Miquel Iceta, primer secretario del PSC, durante una intervención en el Parlament.
Miquel Iceta, primer secretario del PSC, durante una intervención en el Parlament. EFE / ALBERTO ESTÉVEZ

Más de tres meses después de las elecciones del 21 de diciembre, la política catalana sigue instalada en una dinámica de bloques que, unida a insistencia del independentismo por quebrantar la ley y a las consecuencias de las causas judiciales que afrontan dirigentes secesionistas, impiden la constitución de un Govern y la investidura de un president.

Superar el escenario de bloques parece imposible. Todas las apuestas en este sentido han fracasado y han quedado en meros ejercicios retóricos. Lo han comprobado en los últimos días el primer secretario del PSC, Miquel Iceta, que apostó por un Gobierno "de concentración", y el líder de Catalunya en Comú-Podem, Xavier Domènech, que llamó a formar un Ejecutivo "transversal".

Govern de concentración: necesario pero inviable, según Iceta

Este mismo viernes, el socialista Iceta explica en una entrevista en El País su planteamiento: el PSC, dice, "piensa que la política de bloques se ha de superar" y que "hay que buscar elementos de transversalidad". Por eso era pertinente, argumenta, "el debate sobre la necesidad de un Gobierno de concentración". Un planteamiento, sin embargo, que nadie ha apoyado.

Ya el pasado lunes, Iceta planteó la posibilidad de un Govern con presencia de todos los partidos. El líder del PSC no habló en ningún caso de apoyar a un candidato independentista, algo que la dirección federal del PSOE se apresuró a subrayar ante el temor de que la propuesta pudiera interpretarse como un acercamiento de los socialistas catalanes a los grupos secesionistas.

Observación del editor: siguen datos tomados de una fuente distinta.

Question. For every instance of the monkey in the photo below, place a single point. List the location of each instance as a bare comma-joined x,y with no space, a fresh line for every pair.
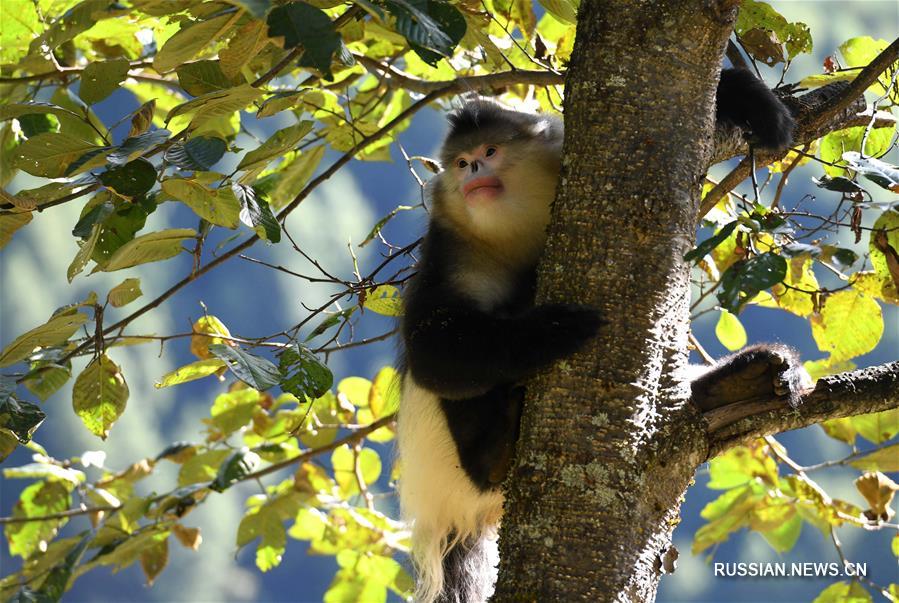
471,331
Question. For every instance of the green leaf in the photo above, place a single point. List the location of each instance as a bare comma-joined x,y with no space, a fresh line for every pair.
342,459
14,110
385,300
197,154
563,10
295,176
880,172
356,390
218,207
50,154
384,398
99,395
859,51
303,374
202,467
124,293
280,142
201,77
833,146
135,146
46,378
151,247
849,324
213,105
844,592
709,244
119,227
244,46
255,371
234,410
783,536
255,211
45,471
301,24
330,321
877,427
102,78
236,467
744,280
190,40
20,25
10,223
884,459
32,125
432,27
25,539
54,586
267,525
191,372
55,331
132,179
760,16
376,229
20,417
153,558
730,331
96,214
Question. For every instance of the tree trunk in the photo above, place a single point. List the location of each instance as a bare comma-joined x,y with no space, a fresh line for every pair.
609,441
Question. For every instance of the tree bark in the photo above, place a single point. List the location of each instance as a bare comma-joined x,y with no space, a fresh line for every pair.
609,441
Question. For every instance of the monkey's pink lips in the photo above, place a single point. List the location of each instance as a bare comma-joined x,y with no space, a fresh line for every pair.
488,186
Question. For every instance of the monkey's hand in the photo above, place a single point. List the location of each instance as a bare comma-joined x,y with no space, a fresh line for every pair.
758,371
549,332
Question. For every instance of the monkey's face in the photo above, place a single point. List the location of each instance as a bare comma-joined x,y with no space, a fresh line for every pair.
498,192
477,174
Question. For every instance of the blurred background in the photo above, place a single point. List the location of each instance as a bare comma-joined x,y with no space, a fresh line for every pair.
253,300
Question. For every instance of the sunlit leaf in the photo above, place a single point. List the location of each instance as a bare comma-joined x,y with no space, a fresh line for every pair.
850,324
54,332
255,371
102,78
191,372
152,247
99,395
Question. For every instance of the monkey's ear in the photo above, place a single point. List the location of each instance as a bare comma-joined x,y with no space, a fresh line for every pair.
541,128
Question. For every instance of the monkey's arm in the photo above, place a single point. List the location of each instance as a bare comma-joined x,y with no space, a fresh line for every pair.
746,102
458,351
753,372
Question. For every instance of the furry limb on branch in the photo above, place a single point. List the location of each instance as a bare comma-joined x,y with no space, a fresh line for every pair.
830,108
873,389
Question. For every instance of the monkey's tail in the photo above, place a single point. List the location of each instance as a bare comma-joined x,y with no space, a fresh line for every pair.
455,571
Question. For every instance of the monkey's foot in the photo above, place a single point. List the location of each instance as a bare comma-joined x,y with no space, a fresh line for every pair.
756,372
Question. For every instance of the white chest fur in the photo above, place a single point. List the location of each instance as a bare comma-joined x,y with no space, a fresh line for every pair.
435,493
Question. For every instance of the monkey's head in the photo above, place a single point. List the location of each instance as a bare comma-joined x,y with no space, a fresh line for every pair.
499,172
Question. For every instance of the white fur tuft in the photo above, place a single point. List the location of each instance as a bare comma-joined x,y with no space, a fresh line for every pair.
438,497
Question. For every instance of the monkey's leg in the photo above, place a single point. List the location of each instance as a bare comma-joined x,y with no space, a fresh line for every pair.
756,372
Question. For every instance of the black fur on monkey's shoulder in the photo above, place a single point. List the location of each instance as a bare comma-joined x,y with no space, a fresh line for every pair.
459,351
744,101
485,429
757,371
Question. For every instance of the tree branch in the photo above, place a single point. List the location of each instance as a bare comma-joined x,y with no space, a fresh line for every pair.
829,108
873,389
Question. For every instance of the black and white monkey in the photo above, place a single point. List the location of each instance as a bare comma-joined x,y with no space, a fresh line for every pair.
472,333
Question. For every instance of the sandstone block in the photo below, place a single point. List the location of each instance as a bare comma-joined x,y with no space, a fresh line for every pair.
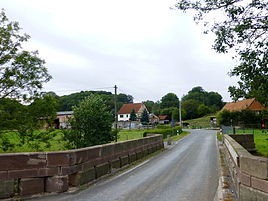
31,186
56,184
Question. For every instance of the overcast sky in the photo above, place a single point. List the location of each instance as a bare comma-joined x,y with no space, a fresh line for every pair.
142,46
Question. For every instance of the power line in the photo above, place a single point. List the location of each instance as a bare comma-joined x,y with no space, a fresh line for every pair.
70,90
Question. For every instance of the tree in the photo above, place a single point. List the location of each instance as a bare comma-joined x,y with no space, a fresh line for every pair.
149,105
169,112
156,108
26,119
247,118
22,73
133,116
190,106
207,98
243,28
169,100
175,114
202,110
145,117
91,124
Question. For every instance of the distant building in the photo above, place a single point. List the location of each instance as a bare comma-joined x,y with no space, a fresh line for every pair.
126,109
62,120
247,104
163,119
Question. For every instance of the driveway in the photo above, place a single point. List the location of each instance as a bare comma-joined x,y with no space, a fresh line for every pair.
186,172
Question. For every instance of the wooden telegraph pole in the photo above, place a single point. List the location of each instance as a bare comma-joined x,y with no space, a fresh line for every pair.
115,110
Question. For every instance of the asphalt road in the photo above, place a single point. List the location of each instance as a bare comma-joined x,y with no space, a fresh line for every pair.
186,172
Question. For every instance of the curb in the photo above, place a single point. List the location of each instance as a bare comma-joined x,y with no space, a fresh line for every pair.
225,191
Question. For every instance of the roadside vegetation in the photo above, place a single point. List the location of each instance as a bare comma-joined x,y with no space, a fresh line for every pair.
260,139
202,122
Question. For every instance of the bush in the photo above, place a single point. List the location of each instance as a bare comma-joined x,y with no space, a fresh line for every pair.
165,132
91,124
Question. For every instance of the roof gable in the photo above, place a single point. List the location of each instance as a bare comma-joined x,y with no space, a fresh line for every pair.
127,108
163,117
247,104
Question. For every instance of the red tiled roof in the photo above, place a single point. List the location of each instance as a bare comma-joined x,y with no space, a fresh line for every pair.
163,117
248,104
127,108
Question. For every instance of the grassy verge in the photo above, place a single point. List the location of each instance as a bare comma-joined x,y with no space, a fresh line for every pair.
219,136
130,134
11,142
177,137
203,122
260,139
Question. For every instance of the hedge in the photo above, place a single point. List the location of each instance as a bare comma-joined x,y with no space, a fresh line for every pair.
165,132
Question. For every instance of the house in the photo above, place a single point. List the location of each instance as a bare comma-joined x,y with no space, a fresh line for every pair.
153,119
62,120
247,104
126,109
163,119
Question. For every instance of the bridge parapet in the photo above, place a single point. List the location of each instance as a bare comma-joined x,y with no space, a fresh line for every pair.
24,174
249,173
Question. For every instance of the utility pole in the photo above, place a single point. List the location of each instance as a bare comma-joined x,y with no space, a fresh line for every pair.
115,110
180,114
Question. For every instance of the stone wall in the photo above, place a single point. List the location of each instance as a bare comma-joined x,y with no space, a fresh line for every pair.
24,174
249,173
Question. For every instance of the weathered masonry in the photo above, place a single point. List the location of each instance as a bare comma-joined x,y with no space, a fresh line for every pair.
249,173
24,174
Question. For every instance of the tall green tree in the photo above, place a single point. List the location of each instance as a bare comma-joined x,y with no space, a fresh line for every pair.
91,124
169,100
133,116
191,108
22,73
242,28
149,105
145,117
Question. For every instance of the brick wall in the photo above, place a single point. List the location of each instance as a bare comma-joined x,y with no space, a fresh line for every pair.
23,174
249,173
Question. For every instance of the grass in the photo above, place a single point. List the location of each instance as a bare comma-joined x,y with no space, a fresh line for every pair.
260,139
10,142
219,136
130,134
203,122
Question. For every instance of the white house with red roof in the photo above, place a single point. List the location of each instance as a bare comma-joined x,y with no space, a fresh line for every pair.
126,109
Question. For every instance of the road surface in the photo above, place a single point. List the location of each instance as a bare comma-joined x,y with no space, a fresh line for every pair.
186,172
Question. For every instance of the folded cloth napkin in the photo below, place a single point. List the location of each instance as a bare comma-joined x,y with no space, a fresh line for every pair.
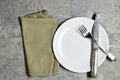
38,30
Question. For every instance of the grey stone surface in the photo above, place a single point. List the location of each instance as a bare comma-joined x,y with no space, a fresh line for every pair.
12,65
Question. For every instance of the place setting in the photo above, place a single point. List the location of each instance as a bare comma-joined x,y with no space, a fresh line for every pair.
79,44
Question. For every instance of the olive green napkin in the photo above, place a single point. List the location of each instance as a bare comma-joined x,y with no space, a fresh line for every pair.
38,30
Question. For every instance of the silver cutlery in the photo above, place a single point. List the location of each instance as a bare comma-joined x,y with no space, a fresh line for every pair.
85,33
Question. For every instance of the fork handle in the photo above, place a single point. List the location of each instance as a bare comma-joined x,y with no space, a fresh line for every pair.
94,62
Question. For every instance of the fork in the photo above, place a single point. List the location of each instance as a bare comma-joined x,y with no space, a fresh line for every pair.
85,33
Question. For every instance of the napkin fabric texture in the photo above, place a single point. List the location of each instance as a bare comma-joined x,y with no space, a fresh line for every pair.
38,30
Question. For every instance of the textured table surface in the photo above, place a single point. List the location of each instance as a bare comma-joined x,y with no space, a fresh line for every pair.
12,66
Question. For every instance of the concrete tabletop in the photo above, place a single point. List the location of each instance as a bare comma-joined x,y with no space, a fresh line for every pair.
12,66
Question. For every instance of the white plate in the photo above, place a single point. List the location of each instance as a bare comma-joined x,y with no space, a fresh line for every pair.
72,50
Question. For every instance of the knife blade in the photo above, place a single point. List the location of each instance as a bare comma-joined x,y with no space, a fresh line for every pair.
94,54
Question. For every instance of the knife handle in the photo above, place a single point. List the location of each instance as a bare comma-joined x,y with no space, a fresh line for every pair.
94,62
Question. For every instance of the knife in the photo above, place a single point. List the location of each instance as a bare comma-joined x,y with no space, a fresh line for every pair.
94,54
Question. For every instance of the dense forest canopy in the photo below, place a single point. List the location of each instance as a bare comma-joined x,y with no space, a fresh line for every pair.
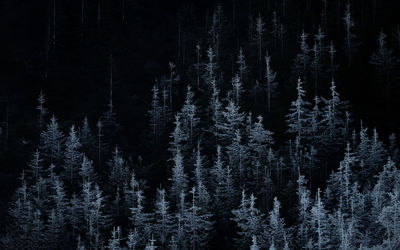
200,124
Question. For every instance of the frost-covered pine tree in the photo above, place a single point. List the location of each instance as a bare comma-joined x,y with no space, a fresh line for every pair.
99,140
140,219
383,58
118,171
86,137
242,66
198,223
270,79
162,218
114,243
200,174
178,136
320,222
210,68
42,109
52,139
348,41
259,141
249,221
173,78
189,115
333,66
197,65
304,226
36,166
297,118
238,157
179,178
333,117
86,170
316,65
259,38
276,226
232,120
302,60
72,156
237,88
155,113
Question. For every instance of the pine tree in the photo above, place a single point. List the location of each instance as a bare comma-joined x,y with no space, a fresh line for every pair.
270,80
189,115
42,109
297,119
302,60
114,243
348,41
304,206
249,221
72,156
163,218
276,226
52,139
237,88
210,68
259,38
179,178
319,219
198,223
140,219
383,58
242,66
173,77
232,121
86,171
155,113
35,165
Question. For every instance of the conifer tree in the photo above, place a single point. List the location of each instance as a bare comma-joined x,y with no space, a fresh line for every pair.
189,115
163,218
72,156
42,109
348,41
270,80
383,58
52,139
155,113
297,119
242,66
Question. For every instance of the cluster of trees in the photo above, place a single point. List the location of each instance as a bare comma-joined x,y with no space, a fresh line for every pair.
325,184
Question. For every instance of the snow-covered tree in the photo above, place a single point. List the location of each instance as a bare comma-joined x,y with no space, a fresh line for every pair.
189,115
232,120
173,78
179,178
42,109
297,118
210,68
270,79
72,156
242,66
383,58
249,221
162,218
348,41
86,170
198,223
155,113
237,88
302,60
52,139
320,222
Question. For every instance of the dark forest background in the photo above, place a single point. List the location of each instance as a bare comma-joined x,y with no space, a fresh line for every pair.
143,36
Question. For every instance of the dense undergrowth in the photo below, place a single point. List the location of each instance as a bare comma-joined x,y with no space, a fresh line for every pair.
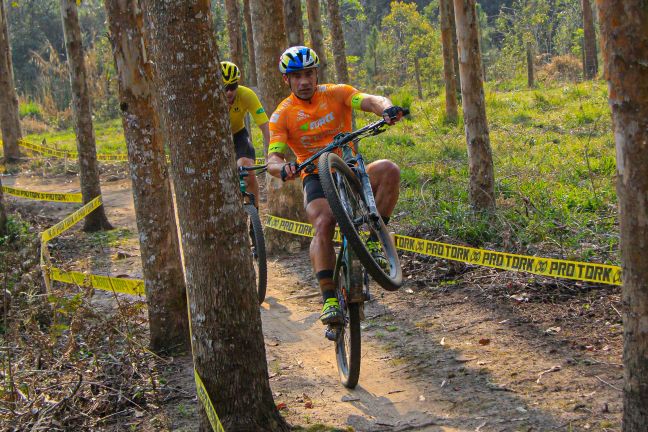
554,160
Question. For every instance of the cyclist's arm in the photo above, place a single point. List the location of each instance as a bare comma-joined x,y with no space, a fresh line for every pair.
265,130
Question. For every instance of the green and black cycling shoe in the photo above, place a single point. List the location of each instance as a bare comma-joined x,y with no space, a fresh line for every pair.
375,249
331,312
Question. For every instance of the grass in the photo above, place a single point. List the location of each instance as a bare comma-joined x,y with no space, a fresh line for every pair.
554,160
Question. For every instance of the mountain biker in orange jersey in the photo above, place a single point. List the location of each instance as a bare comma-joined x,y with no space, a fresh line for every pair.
243,100
306,121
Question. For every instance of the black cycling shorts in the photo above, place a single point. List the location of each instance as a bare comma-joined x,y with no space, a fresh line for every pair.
313,188
243,145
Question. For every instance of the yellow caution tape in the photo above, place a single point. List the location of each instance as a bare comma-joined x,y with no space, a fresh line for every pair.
203,397
43,196
298,228
582,271
69,154
71,220
106,283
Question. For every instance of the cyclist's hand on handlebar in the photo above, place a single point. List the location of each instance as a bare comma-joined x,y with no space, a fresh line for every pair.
289,171
393,114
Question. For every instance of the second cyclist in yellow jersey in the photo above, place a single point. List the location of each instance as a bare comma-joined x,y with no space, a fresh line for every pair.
243,100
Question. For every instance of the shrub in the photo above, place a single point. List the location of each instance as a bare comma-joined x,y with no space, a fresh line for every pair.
30,109
566,68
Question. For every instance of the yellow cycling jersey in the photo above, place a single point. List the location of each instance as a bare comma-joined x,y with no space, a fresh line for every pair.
246,101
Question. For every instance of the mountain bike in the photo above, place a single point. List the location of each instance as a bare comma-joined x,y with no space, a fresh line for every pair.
255,230
348,190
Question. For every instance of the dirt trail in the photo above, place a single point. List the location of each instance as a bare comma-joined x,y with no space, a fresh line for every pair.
434,358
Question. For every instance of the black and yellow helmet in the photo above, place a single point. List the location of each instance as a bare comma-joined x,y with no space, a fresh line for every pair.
231,73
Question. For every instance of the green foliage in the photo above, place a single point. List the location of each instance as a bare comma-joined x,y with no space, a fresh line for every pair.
16,229
30,109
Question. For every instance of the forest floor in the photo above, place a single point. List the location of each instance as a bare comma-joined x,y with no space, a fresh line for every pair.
457,348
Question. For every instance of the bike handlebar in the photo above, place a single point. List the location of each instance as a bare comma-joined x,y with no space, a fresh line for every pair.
343,138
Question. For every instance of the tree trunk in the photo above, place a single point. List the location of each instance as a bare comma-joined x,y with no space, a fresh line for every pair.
455,47
530,71
249,37
235,34
3,213
590,65
480,157
284,199
227,341
159,246
317,37
417,75
81,107
339,50
9,118
624,43
293,22
446,16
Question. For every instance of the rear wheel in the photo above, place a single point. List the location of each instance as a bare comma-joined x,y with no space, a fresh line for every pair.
344,194
347,343
257,244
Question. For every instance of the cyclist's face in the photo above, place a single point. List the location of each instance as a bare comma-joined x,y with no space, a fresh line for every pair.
302,83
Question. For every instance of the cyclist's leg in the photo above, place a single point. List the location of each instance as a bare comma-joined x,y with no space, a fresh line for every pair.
322,254
246,156
385,183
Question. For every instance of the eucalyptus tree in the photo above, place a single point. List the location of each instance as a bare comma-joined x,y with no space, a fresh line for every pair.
293,22
339,48
227,341
480,157
284,199
624,42
235,35
251,79
9,117
317,36
155,215
82,109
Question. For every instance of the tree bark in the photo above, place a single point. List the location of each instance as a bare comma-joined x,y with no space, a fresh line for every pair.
446,15
480,157
339,49
81,106
159,245
455,47
249,37
530,70
293,22
227,341
9,117
3,213
284,199
624,43
417,75
317,37
590,65
235,34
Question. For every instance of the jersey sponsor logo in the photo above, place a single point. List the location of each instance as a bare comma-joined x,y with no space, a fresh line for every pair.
318,123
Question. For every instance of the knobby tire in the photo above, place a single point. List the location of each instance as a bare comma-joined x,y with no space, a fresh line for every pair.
256,236
330,163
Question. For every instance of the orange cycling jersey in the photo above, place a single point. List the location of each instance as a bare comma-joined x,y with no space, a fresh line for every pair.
308,126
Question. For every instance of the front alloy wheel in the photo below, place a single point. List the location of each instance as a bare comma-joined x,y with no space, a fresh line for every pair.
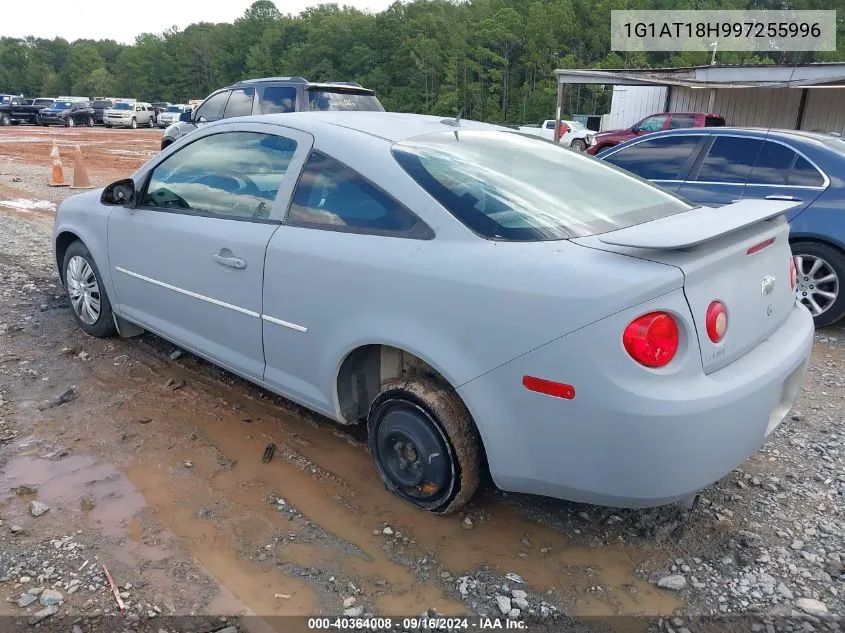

"Hablo con Pedro Sánchez cada día y él consideró que era una propuesta inviable y que alguien podía interpretar que escondía una voluntad de acuerdo con los independentistas", admite Iceta en la citada entrevista con El País, donde también reconoce que en la actualidad "es imposible un Gobierno de concentración o de amplias mayorías". La propuesta, por tanto, ha caído rápidamente en saco todo.

Govern transversal: Domènech pide un acuerdo amplio que nadie quiere

Lo mismo le ha sucedido al planteamiento aireado por el número uno de los comunes, Xavier Domènech: el Govern de independientes. Ese gabinete, expresó, tendría cuatro grandes objetivos: acabar con el 155, el "fin de la judicialización" y la "libertad de los presos políticos", un plan de choque contra la desigualdad social y alcanzar "acuerdos transversales" para un "nuevo estatus político" de Cataluña.

Este Ejecutivo excepcional, según Domènech, sería "amplio", "transversal" y contaría con "personalidades de referencia" que representasen "sensibilidades democráticas diversas" para el conjunto de los catalanes. Además, sus integrantes tendrían que asumir un doble compromiso: un mandato limitado en el tiempo –el diputado morado habló de dos años– y el compromiso de no presentarse a unas nuevas elecciones.

Pese a la insistencia de los comunes, nadie ha recogido su guante. Junts per Catalunya y ERC rechazan la propuesta, y el PSC la ve mejorable e inconcreta. Este jueves, Domènech apeló nuevamente a los grupos independentistas para que lo "abran todo" y busquen "amplias mayorías", para que "un paso atrás" y permitan formar un Govern "amplio y transversal". Pero fue más un ejercicio retórico que una propuesta con visos de prosperar.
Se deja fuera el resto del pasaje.